Whether you admit it or not, the rise of data science, machine learning, and artificial intelligence is acting as a boon in the 21st century. Humans nowadays are defeated by artificial intelligence. If you look around, you will find many related examples to this. In the adoption of machine learning, organizations need to maintain their human understanding and capacity to oversee and manage the trending technologies. Machine learning is not a panacea for cybersecurity but it allows the introduction of intelligence to the first level of defense against cyber threats for an organization. Various subjects of cybersecurity have been made more powerful with machine learning. These may include spam filters, IDS/IPS systems, false alarm rate reduction, fraud detection, cybersecurity rating, incident forecasting, and secure user authentication systems.
The best badass hackers and security professionals utilize machine learning to break and secure systems. Through this blog, let us discuss the fundamental concepts of using machine learning in cybersecurity and real-time examples of its utilization.
Machine learning in the domain of cybersecurity
Machine learning in the cybersecurity domain is recognizing cyber-attacks to support humans in order to manage and protect their systems effectively. There was a time when software has been developed to manage various functions like mathematical calculations that are tough to handle for human beings. And then the demand for humans increased more. After this, the next step was to elongate the capability of software by implementing artificial intelligence and machine learning techniques. With the advancement of technology, the amount of data to be produced was getting bigger and bigger every minute, every hour, and every day. This led to the rise of “big data” and due to this systems became more intelligent for processing and getting a smarter sense of data. Now, as per the development of technology, many algorithms were developed (and still developing). These algorithms are now used for research areas, image processing, speech recognition, biomedical area, and in the domain of cybersecurity as well.
The purpose of machine learning in cybersecurity is to provide a mechanism to software as normal people do. The domain of cybersecurity is an important research stream to work upon. Taking a glance at the stats of previous years, the Centre for Strategic and International Studies in 2014 estimated annual costs to the global economy caused by cybercrimes were between $375 billion and $575 billion. Other resources may differ; the average cost of a data breach incident to large companies is over $3 million. Researchers have developed some intelligent systems for the cybersecurity domain with the purpose of reducing this cost.
Big data and Machine learning for cybersecurity
Albeit big data doesn’t equate to a particular volume of data, the term is regularly used to portray terabytes, petabytes, and even exabytes of data caught after some time. With the initiation of far-reaching utilization of IoT technology, the data to be processed will become significantly bigger in the future.

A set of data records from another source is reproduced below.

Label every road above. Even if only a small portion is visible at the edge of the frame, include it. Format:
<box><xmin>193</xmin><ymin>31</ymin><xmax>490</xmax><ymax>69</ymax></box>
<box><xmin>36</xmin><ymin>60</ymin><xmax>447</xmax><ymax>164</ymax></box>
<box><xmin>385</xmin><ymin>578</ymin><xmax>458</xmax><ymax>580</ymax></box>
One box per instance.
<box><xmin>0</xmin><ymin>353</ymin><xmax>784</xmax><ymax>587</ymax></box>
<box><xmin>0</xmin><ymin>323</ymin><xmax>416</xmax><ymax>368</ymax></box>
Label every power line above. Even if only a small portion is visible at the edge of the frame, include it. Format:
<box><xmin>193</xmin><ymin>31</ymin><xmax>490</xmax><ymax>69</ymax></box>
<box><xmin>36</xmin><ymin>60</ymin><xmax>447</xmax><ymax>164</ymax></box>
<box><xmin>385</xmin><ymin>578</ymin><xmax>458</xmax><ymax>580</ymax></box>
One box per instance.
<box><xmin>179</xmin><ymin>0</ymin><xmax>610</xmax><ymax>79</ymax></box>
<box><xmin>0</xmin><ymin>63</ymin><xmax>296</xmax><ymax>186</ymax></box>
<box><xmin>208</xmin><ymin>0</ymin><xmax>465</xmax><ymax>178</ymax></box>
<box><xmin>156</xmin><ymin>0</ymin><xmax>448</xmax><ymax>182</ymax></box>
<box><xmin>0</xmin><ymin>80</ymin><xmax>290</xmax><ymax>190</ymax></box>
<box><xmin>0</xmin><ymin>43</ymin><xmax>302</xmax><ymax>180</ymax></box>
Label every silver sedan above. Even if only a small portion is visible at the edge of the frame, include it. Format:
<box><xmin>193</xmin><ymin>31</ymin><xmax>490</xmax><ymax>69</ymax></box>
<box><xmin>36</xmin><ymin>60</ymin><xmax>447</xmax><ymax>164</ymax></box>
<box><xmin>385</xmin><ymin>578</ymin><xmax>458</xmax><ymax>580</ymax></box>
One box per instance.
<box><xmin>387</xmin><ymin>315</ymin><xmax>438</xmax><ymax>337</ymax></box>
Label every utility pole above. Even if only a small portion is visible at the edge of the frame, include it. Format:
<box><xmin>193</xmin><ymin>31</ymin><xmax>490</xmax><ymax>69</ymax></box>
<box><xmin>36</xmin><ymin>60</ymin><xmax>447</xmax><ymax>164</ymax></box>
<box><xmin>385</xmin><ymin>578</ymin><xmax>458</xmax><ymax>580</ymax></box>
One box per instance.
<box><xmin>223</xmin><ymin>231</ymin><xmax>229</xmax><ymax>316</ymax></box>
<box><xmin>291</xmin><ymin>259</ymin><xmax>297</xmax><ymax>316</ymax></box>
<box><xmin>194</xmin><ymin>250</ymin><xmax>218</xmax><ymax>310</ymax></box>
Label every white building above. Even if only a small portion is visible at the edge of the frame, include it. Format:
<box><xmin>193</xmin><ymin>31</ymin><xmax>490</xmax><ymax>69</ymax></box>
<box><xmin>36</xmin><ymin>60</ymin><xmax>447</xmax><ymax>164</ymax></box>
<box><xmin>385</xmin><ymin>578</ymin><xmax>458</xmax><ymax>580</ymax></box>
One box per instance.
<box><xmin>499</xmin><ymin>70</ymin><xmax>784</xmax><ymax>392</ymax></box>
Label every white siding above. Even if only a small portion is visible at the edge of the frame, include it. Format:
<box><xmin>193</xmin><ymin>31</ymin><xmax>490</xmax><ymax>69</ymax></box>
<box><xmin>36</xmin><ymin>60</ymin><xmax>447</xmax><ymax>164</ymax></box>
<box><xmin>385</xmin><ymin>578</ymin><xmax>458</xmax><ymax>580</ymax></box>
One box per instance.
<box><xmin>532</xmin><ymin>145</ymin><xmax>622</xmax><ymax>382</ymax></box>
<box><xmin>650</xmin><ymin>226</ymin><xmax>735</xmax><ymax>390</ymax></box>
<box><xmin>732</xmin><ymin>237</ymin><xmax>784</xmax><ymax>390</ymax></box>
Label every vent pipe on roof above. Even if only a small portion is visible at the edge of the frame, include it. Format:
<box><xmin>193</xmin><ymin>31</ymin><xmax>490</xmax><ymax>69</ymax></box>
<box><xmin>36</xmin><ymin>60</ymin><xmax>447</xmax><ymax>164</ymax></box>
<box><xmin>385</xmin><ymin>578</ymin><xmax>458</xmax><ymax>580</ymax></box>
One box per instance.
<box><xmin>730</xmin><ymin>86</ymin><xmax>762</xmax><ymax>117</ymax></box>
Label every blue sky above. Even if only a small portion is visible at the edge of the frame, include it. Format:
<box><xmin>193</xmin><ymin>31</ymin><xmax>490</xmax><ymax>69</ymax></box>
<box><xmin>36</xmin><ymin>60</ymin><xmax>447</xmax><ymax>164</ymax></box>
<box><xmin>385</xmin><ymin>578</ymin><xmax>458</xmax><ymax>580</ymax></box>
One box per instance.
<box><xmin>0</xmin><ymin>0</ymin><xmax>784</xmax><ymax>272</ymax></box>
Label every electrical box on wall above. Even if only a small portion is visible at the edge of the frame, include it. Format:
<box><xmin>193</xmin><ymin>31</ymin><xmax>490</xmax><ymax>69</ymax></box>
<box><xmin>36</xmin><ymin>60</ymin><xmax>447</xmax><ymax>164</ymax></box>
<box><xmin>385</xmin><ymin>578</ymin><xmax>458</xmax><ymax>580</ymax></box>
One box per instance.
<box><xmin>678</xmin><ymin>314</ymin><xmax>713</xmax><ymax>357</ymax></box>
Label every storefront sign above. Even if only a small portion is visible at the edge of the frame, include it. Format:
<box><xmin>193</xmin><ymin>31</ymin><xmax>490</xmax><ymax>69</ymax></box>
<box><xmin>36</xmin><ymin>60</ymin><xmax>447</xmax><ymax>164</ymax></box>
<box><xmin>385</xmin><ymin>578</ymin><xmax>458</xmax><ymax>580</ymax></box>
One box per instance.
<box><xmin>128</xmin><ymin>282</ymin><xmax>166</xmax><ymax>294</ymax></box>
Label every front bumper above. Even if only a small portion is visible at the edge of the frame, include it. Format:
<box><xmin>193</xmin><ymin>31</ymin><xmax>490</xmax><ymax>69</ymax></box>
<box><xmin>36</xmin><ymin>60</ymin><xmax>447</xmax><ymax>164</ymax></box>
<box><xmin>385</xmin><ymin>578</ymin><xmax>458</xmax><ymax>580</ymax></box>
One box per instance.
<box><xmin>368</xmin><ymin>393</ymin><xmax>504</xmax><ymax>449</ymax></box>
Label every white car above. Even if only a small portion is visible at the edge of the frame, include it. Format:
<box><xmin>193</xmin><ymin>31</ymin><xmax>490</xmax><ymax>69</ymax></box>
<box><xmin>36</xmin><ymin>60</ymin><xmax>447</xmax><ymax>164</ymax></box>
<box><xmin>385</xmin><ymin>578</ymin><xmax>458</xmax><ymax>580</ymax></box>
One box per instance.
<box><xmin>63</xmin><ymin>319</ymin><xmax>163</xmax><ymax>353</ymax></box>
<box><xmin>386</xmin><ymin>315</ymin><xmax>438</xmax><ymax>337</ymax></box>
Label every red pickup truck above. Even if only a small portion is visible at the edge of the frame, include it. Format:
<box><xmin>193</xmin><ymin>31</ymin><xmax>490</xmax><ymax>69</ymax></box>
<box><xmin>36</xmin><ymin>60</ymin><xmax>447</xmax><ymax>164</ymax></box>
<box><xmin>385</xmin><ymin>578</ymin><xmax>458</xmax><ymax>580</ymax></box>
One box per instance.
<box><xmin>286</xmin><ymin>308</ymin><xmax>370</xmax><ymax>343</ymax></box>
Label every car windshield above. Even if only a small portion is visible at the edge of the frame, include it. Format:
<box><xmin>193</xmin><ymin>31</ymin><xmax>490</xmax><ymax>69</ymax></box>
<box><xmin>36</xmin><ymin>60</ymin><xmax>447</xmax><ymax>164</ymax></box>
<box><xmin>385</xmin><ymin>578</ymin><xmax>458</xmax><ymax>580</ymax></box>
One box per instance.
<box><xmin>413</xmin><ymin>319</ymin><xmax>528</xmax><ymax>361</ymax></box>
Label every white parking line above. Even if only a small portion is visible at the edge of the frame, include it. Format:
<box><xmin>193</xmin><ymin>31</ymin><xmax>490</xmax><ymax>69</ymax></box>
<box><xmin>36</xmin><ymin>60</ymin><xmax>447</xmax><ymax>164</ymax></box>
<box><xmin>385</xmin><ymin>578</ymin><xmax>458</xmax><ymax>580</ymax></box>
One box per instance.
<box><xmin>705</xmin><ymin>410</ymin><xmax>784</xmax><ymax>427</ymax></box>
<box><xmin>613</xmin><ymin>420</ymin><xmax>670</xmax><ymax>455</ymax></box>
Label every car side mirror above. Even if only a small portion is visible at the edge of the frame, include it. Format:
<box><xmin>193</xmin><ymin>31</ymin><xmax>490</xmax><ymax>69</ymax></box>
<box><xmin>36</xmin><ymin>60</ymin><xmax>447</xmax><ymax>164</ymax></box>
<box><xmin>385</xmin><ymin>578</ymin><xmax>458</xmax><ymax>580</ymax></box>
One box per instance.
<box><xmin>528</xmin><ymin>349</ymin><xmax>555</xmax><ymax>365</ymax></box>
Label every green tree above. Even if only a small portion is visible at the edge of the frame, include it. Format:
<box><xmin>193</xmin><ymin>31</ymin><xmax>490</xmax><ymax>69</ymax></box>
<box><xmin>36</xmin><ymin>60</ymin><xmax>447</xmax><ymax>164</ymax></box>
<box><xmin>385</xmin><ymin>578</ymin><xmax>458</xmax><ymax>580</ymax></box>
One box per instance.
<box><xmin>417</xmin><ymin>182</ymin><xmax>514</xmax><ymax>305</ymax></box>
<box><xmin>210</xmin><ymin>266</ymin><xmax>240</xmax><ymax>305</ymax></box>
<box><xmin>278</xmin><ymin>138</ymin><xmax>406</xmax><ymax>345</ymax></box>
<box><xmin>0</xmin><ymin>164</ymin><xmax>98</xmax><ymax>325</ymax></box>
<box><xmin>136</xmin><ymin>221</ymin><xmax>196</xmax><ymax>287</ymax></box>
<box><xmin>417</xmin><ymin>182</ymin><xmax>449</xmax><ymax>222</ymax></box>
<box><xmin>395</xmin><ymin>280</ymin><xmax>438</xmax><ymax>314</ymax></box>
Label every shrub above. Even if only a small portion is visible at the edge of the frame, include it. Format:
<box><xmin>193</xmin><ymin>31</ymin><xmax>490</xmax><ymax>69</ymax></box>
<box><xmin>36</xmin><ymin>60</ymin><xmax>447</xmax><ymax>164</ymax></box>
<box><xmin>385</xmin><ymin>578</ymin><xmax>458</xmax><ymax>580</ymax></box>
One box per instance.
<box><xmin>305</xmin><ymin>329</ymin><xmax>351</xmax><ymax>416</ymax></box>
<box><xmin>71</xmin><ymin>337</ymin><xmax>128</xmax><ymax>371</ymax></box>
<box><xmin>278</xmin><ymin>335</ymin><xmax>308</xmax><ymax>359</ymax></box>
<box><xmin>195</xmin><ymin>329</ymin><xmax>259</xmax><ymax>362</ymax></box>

Big data and machine learning are the two components that complement each other. If we need to break down Big Data, we need to utilize Machine Learning strategies, then we need to make an intelligent framework utilizing AI we need to utilize a huge amount of data. Deep learning is one of the most drifting themes in machine learning. Since this strategy permits to increase of high accuracy for intelligent frameworks with the intensity of big data.
Role of Machine Learning in Cyber Security
Machine learning in cybersecurity will boost spending in big data, artificial intelligence (AI), and analytics to $96 billion by 2021, while some of the world’s technology giants are already taking a stand to better protect their own customers.
- Utilizing machine learning to recognize malignant action and stop assaults :-
Machine learning algorithms will assist organizations with detecting malignant movement quicker and stop assaults before they begin. David Palmer says that Dark trace recently helped one casino in North America when its algorithms detected a data exfiltration attack that used a connected fish tank as the entryway into the network.
- Utilizing machine learning to dissect mobile endpoints:-
Machine learning is now going standard on cell phones, yet hitherto the greater part of this movement has been for driving improved voice-put together encounters with respect to any experiences of Google Now, Apple’s Siri, and Amazon’s Alexa. However, there is an application for security as well. Google is also utilizing machine learning to dissect threats against mobile endpoints, while the organization is seeing a chance to ensure the developing number of bring-your-own and pick-your-own cell phones. Each organization uses its own machine learning algorithm to detect potential threats.
Sairam Uppugundla is the CEO and founder of Codegnan IT Solutions. With a strong background in Computer Science and over 10 years of experience, he is committed to bridging the gap between academia and industry.
Sairam Uppugundla’s expertise spans Python, Software Development, Data Analysis, AWS, Big Data, Machine Learning, Natural Language Processing (NLP) and more.
He previously worked as a Board Of Studies Member at PB Siddhartha College of Arts and Science. With expertise in data science, he was involved in designing the Curriculum for the BSc data Science Branch. Also, he worked as a Data Science consultant for Andhra Pradesh State Skill Development Corporation (APSSDC).